Merry Peers is a pair of Berlin residents crafting sumptuous soundscapes and dreamworlds in a manner that is far less clichéd than either of those nouns make the effort sound. Brad Henkel plays his trumpet through a bunch of effects and Yoshiko Klein mans the synthesizer bank, guiding this ship from the bridge right into outer space. Henkel spends the first few minutes of side A’s single piece ‘Glad We Did’ talking us through some softly spoken self-help over a blissful synth bed: “I guess all we can do is breathe/ take a second/ close your eyes/ and breathe/ give yourself a few seconds to let go/ close your eyes/ don’t look away/don’t look away.” The veracity of the sentiment is perhaps questionable, as there’s an unsettling sort of inversion to this ambient dreamworld Merry Peers create. It’s almost like Henkel’s opening words are designed to lower our defences before grabbing our hand and marching us slowly into a dream that’s more Dali- than Eno-esque; a desert of synthesized winds punctuated by stoney warped trumpet lines.
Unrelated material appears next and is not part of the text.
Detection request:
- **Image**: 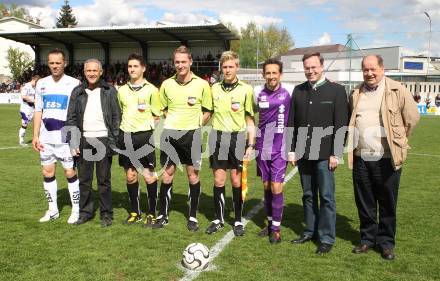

The flipside is equally strange and engaging, with Henkel and Klein continuing to guide us into a strange place of their imagining. Henkel’s trumpet is too subtle and textural to resemble Jon Hassell’s (the most obvious comparison I know, sorry) too closely, and on side B’s ‘You Say Me’ weaves seamlessly into a hissy bed of Klein-like synth drones around the halfway mark. The pair meld truly into one for a while in a compelling and sensual moment, and then the piece rambles onward towards a lush finale of healing tones and warm washes of processed trumpet and synth melodies. This is most certainly dream music, but quite what the Latenter Trauminhalt – the ‘latent content’ as Freud would describe – actually is remains tough to extract. It’s a beautiful experience, but quite where it takes you is refreshingly hard to pin down.

Prague-based Izanasz (real name Jan Palatý) often works as an audiovisual artist, utilising runes and characters of his own creation in live projections. I only mention his neography (shown off on the album’s artwork) as the creation of a unique alphabet analogises well his musical methods. Izanasz comes deep from within the same massive ballpark that Autechre, Xenakis, and Samuel Beckett all inhabit, where recognisable totems get us through the doorway, only to plonk us down on the other side in a room full of strangers and unidentifiable emblems.

The second in a series of three releases, Psykedelar Vol. 2 is part of an “attempt to capture what psychedelic experiences feel like to me”, explains Palatý. In that sense, it’s definitely a fully successful undertaking. Deep into the slow, monstrous, creaking, dozen-minute epic of ‘Alveg af fjöllum’ (Icelandic for ‘All Of The Mountains’), it’s impossible to feel normal. The tempo of a buried pixelated lattice of digital tones speeds up, and a generated gang of degenerate tones refuse to make sense. The music is occasionally danceable I guess (if you’re a weirdo, you can dance to anything right?) but the music’s relationship with club music is perhaps more circumstantial than anything else, a quirk of using similar gear (DAWs and modulars I’m guessing). This might well be a brain-frying trip into stretched and skewed music, but it’s not without its outright pleasant moments either. ‘Krypp’ digitally stretches out what sounds like a guitar lick from sub-Saharan Africa, and sits it atop a pretty standard IDM groove and plays out just like you instinctively want it to. The tape as a whole though, is a notably weird trip – to the extent that I’m not even sure I could recommend mixing actual psychedelics with Psykedelar.